If you have a CA bundle you want to verify against instead, supply the path:
CLUSTER_1_CA_CERT: "/certs/my-ca.crt"
# and mount it:
volumes:
- ~/certs/my-ca.crt:/certs/my-ca.crt:ro
Step 5 — Build and run
cd k8s-pod-monitor
docker compose up --build -d
docker compose logs -f
Expected startup output:
[INFO] clusters: Registered cluster 1: openshift → https://api.openshift2.lab.home:6443 (insecure=True)
[INFO] clusters: Registered cluster 2: rke2 → https://192.168.1.99:6443 (insecure=True)
[INFO] clusters: Registered cluster 3: k3s → https://192.168.1.105:6443 (insecure=True)
[INFO] monitor: Starting pod monitor | clusters=3 | poll=60s | threshold=10min
Testing
The easiest way to trigger an alert is to point a deployment at a non-existent image tag:
kubectl set image deployment/<name> -n <namespace> <container>=nginx:thistagdoesnotexist999
This produces ImagePullBackOff immediately. With LOG_LEVEL: "DEBUG" you'll see the failure timer counting up each poll:
[DEBUG] monitor: [k3s] retro-game/arcadians-api-xxx failing (ImagePullBackOff) for 1.0 min — alert_sent=False
[DEBUG] monitor: [k3s] retro-game/arcadians-api-xxx failing (ImagePullBackOff) for 2.0 min — alert_sent=False
...
[INFO] monitor: ALERT: [k3s] retro-game/arcadians-api-xxx (ImagePullBackOff) failing for 10.0 min
To restore the deployment afterwards:
kubectl rollout undo deployment/<name> -n <namespace>
Tuning
| Variable | Default | Description |
|---|---|---|
POLL_INTERVAL_SECONDS |
60 |
How often to poll all clusters |
ALERT_THRESHOLD_MINUTES |
10 |
Minutes before alert fires |
SKIP_NAMESPACES |
(empty) | Extra namespaces to skip, comma-separated |
LOG_LEVEL |
INFO |
Set to DEBUG for per-pod poll logging |
Adding a cluster
Add a new numbered block to docker-compose.yml — no code changes needed:
CLUSTER_4_NAME: "my-cluster"
CLUSTER_4_URL: "https://192.168.1.x:6443"

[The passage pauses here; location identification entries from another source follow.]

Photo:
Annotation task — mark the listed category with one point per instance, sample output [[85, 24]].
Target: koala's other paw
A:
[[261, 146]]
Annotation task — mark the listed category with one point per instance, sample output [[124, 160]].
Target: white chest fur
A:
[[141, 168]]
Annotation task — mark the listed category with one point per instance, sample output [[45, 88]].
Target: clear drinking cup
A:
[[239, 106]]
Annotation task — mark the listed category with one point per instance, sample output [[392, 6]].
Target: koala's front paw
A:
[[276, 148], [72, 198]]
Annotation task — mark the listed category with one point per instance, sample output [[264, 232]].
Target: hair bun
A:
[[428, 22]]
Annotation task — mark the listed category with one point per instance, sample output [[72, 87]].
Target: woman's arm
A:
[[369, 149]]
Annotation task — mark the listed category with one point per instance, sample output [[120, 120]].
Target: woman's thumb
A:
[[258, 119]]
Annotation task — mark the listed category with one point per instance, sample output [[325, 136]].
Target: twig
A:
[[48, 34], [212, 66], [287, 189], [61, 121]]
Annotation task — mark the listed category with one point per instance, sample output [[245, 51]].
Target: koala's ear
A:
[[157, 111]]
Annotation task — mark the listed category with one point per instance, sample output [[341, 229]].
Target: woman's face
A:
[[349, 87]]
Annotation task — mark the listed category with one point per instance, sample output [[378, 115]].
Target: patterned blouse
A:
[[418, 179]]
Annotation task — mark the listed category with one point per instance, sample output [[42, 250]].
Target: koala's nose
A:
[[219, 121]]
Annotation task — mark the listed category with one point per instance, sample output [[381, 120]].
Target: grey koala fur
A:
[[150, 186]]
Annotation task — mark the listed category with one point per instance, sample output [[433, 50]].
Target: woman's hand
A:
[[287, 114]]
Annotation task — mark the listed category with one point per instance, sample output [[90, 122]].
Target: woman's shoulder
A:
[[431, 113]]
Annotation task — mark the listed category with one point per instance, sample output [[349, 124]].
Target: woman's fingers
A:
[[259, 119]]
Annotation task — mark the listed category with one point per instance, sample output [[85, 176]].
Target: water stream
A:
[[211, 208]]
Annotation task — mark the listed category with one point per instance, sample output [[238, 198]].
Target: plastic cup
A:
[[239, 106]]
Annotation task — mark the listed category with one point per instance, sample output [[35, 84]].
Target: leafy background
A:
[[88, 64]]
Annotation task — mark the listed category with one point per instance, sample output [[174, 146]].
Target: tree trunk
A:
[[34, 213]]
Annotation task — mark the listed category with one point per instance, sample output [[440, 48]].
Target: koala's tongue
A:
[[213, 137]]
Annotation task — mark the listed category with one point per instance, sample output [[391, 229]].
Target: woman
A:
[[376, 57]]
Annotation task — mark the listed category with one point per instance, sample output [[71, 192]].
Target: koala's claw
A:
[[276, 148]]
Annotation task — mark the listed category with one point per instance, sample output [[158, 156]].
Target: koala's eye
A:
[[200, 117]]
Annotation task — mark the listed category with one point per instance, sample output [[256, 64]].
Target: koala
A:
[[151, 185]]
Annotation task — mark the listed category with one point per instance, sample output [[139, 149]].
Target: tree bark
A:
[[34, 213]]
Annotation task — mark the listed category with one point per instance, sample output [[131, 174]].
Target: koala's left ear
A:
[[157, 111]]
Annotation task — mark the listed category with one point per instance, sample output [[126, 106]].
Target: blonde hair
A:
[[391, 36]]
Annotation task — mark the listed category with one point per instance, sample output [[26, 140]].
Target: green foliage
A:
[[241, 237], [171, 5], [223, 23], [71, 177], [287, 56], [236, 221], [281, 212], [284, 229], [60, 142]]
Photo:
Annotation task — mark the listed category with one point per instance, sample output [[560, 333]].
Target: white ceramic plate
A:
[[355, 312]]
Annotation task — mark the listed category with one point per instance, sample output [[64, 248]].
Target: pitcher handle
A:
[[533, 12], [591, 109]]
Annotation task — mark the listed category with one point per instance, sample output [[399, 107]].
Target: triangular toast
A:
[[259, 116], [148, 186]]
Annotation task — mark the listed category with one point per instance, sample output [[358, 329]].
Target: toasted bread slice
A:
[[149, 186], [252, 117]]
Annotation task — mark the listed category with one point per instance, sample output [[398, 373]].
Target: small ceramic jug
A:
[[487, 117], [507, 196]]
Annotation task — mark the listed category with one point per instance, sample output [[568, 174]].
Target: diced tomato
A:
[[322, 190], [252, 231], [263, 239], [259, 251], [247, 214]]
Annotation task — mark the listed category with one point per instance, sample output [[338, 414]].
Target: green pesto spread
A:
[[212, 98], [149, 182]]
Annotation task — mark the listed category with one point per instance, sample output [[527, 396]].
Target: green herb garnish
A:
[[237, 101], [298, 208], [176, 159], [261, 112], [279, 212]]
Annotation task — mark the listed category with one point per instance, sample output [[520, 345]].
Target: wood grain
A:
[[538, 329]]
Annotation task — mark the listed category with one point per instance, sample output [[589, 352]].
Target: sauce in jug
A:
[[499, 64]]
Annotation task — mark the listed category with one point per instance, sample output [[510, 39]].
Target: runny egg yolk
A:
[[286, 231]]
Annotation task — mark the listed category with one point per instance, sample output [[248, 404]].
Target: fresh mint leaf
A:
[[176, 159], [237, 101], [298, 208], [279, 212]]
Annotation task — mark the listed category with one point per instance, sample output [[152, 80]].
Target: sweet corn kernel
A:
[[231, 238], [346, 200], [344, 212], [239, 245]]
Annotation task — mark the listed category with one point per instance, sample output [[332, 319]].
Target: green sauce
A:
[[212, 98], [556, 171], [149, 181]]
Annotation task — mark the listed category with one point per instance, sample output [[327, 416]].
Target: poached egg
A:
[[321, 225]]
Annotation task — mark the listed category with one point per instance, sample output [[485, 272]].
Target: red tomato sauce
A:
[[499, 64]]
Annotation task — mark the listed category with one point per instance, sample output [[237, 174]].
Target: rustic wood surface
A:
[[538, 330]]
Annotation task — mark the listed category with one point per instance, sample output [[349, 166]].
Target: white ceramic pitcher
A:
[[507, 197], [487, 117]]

CLUSTER_4_TOKEN: "eyJhbGci..."
CLUSTER_4_INSECURE: "true"
Networking
network_mode: host is used so the container can reach LAN addresses (192.168.1.x) and internal DNS (api.openshift2.lab.home) without any extra routing config. The monitor makes outbound HTTPS calls to port 6443 only — no inbound ports are exposed.